Todos nós, quando paramos para pensar melhor, cremos ser verdade que determinado evento pessoal tem o significado do encerramento de um ciclo. E um ciclo não é apenas um período onde ocorrem fatos importantes ou uma série de fenômenos que se sucedem em ordem, como as estações. Um ciclo também é um círculo, ressalvadas as diferentes origens das palavras. Como tal ele tem um simbolismo amplo, algo maior do que aquilo que pensamos ao começarmos a tomar novas atitudes.

O círculo, segundo Champeaux e Sterckx, é um ponto estendido; participa da perfeição do ponto. Os dois possuem propriedades simbólicas comuns: perfeição, homogeneidade, ausência de distinção ou de divisão. O círculo é considerado em sua totalidade indivisa.
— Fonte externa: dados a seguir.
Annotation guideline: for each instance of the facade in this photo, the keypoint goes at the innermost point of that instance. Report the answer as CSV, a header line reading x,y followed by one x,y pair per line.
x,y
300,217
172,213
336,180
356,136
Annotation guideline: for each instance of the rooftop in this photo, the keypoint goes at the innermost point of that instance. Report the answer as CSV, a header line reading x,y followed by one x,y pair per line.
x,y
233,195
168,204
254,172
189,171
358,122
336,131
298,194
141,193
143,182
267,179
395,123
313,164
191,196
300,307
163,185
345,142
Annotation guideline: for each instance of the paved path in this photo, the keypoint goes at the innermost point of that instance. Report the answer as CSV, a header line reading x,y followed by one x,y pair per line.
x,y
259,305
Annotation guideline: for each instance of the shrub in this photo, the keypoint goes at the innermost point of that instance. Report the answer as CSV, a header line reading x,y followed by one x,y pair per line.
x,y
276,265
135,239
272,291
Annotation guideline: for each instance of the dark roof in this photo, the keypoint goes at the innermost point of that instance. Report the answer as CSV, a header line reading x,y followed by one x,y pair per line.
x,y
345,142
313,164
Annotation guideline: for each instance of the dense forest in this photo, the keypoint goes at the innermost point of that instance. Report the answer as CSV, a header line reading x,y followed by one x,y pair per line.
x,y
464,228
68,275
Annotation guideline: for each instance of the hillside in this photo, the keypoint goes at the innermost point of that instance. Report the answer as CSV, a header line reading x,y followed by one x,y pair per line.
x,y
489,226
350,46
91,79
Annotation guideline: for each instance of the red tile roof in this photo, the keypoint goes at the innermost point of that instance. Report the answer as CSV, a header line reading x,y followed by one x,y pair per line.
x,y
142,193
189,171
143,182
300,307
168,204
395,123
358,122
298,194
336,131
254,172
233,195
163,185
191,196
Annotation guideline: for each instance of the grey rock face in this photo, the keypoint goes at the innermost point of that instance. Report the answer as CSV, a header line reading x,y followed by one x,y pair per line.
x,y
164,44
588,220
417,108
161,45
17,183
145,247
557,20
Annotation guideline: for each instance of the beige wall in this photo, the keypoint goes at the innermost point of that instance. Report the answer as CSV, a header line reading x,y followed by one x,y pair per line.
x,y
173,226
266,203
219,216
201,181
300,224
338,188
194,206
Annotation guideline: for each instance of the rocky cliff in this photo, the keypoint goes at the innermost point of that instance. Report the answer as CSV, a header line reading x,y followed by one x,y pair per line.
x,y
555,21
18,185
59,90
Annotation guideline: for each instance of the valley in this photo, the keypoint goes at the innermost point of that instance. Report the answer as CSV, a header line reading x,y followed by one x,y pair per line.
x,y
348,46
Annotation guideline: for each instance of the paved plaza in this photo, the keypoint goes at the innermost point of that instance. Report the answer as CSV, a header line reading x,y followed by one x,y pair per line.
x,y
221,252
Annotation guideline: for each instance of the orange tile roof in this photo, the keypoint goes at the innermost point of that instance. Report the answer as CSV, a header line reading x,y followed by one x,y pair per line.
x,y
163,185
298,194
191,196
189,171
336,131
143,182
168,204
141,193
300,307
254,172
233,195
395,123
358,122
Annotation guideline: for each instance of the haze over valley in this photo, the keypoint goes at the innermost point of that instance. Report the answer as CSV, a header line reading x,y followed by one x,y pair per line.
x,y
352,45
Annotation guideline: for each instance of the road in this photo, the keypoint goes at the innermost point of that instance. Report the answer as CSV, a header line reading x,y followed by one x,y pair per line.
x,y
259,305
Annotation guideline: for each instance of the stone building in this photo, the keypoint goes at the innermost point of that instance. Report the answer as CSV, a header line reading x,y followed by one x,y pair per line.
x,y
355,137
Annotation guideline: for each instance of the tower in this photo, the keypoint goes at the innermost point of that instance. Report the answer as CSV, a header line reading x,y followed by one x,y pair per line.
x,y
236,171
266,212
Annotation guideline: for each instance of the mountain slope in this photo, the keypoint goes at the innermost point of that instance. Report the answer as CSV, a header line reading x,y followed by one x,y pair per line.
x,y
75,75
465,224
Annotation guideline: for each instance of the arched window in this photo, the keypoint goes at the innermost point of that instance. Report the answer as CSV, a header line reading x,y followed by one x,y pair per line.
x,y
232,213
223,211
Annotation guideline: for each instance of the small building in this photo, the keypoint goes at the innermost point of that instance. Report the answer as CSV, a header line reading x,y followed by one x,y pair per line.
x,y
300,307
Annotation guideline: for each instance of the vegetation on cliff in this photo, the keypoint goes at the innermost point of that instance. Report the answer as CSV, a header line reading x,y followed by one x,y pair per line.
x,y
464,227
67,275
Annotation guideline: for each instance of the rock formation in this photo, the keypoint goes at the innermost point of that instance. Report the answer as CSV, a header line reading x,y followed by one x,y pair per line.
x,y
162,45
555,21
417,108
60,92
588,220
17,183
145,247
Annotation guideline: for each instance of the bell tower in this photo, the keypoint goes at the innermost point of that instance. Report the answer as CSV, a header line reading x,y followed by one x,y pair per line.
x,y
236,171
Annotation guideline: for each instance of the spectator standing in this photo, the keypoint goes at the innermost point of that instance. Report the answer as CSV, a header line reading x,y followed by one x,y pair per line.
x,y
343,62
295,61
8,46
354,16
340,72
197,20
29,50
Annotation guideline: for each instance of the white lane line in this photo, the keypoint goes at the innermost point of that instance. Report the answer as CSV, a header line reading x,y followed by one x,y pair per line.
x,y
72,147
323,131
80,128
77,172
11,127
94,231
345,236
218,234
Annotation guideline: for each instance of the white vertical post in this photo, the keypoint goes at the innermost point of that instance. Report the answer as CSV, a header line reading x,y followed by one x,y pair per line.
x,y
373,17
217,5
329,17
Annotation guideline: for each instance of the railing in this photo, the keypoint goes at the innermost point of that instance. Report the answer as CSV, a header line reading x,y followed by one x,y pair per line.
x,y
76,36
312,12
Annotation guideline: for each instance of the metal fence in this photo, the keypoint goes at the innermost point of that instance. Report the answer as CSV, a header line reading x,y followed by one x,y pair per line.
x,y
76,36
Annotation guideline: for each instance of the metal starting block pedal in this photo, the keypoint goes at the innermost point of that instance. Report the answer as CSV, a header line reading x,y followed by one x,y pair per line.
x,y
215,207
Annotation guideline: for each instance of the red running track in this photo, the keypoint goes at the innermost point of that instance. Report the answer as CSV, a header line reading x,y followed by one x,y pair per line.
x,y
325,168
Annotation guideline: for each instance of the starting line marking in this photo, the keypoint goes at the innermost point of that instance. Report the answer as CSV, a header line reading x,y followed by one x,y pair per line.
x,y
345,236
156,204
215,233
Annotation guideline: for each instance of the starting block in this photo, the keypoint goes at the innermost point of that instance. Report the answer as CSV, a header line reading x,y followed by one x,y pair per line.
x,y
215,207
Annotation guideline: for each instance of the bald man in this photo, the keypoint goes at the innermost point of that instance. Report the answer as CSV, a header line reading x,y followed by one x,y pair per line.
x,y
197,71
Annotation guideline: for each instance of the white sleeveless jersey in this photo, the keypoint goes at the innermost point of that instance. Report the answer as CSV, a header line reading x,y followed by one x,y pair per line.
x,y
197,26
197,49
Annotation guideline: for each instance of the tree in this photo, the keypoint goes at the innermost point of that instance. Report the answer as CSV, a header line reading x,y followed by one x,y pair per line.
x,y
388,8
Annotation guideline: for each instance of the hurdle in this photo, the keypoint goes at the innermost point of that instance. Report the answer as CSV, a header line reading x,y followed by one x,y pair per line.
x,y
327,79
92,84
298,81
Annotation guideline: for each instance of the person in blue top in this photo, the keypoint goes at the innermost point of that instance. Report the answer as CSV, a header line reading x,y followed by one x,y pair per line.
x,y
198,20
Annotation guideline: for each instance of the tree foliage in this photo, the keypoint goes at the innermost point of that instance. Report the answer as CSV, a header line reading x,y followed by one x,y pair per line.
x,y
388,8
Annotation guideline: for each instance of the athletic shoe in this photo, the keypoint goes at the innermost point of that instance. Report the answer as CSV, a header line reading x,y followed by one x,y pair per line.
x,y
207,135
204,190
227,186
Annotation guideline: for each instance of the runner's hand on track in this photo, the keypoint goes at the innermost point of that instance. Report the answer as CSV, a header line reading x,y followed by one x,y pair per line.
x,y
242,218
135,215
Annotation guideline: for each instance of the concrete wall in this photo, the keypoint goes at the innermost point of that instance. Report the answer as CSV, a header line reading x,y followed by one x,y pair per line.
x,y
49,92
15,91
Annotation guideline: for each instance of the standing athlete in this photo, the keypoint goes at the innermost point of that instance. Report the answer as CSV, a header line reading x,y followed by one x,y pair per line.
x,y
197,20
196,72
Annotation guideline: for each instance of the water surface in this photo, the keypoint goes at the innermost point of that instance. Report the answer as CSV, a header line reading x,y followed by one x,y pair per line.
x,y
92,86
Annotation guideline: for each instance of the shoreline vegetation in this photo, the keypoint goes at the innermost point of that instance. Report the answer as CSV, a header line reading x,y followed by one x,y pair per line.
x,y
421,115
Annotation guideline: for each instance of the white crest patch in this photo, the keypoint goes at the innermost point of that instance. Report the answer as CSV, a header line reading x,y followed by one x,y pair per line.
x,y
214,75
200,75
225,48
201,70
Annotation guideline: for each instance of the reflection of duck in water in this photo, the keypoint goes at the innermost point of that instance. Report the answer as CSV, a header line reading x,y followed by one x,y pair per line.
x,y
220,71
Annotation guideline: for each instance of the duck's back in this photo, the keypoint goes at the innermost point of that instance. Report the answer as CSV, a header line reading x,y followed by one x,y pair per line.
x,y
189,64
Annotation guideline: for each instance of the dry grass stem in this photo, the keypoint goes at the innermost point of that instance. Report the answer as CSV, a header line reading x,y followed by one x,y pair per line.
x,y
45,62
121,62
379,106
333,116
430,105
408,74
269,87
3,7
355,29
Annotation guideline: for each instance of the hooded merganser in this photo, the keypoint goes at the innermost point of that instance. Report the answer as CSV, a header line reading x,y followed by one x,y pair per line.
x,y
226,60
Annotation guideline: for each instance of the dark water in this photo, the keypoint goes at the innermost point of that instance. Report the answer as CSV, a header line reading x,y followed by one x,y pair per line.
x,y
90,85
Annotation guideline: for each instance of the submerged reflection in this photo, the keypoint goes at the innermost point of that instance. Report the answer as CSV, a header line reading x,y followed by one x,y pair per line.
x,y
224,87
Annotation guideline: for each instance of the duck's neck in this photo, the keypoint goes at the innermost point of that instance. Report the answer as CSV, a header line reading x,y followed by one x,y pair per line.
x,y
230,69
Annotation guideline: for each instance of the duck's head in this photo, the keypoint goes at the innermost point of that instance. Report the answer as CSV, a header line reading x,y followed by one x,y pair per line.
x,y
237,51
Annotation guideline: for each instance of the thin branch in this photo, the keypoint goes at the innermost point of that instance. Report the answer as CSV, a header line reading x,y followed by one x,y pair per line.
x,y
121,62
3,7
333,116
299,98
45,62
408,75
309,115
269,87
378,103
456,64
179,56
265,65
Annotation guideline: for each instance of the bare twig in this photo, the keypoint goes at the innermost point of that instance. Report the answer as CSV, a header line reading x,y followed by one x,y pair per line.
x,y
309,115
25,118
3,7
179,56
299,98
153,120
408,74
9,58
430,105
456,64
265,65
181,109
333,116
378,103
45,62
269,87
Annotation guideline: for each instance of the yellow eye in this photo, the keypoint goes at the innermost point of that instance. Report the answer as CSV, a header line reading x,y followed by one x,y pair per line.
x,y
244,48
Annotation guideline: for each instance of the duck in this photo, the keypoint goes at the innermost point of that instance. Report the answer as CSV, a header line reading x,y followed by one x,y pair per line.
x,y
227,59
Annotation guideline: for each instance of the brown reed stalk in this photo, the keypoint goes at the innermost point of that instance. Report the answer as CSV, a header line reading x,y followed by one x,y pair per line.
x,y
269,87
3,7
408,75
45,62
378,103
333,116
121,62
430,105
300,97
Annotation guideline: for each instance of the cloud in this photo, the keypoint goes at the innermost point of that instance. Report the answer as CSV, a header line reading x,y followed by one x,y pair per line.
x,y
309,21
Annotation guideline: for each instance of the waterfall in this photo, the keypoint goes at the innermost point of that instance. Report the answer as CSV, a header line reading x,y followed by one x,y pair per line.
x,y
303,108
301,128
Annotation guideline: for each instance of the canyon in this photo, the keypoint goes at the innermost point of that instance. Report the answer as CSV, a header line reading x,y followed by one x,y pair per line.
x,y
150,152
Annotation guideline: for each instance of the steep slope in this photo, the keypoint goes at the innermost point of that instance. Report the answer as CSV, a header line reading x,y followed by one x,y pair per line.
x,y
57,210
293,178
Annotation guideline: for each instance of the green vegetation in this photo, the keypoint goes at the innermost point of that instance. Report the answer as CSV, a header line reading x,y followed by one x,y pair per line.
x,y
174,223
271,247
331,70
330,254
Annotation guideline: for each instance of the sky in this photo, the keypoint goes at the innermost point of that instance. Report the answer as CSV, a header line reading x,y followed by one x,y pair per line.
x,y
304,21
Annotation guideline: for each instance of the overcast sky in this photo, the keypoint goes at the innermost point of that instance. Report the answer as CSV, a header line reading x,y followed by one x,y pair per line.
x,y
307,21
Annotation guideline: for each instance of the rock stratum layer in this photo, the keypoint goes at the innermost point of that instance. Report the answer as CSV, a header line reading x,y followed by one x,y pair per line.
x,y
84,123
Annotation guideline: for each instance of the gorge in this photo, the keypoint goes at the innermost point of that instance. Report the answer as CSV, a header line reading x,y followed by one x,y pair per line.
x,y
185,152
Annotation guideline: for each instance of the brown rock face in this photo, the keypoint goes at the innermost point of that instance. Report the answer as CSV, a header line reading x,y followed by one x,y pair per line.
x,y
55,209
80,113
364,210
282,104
O movimento circular é perfeito, imutável, sem começo nem fim, e nem variações, o que o habilita a simbolizar o tempo.

Mas há muitas formas de interpretar o círculo: o próprio céu torna-se símbolo, o símbolo do mundo espiritual, invisível e transcendente. Simboliza o céu cósmico nas suas relações com a terra. Para os autores acima citados “o círculo pode simbolizar a divindade considerada não apenas em sua imutabilidade, mas também em sua bondade difundida como origem, substância e consumação de todas as coisas; a tradição cristã dirá: como alfa e ômega”.

Desde a Antiguidade ele tem servido para mostrar a totalidade, a perfeição, englobando o tempo para melhor poder medi-lo. Na Babilônia ele foi dividido em 360º e decomposto em seis segmentos de 60º. Seu nome – shar – designava o universo, o cosmo. Mais tarde dele foi retirada a noção do tempo infinito, cíclico, universal, que foi transmitida através da serpente que morde a própria cauda.

A essa conotação, a serpente Uróboro simboliza um ciclo de evolução encerrado nela mesma. Traz concomitantemente idéias de movimento, de continuidade, de autofecundação e, de eterno retorno.

Mas a serpente não é o círculo, aquele que transcende. Ela, ao morder a própria cauda está condenada a girar sobre si mesma, como a roda. Jamais poderá escapar do seu ciclo para se elevar a um nível superior. Agora, na ânsia de mudar, de começar um novo ciclo, de ir em busca do sol que nasce, me deparo com paradoxos porque as coisas estão escondidas nos raios celestes e no círculo do céu. E coisas não permanecem as mesmas. Como nós elas não são duradouras e estão sempre se tornando outras coisas, outras entidades. Bem disse Heráclito: não podemos entrar duas vezes no mesmo rio.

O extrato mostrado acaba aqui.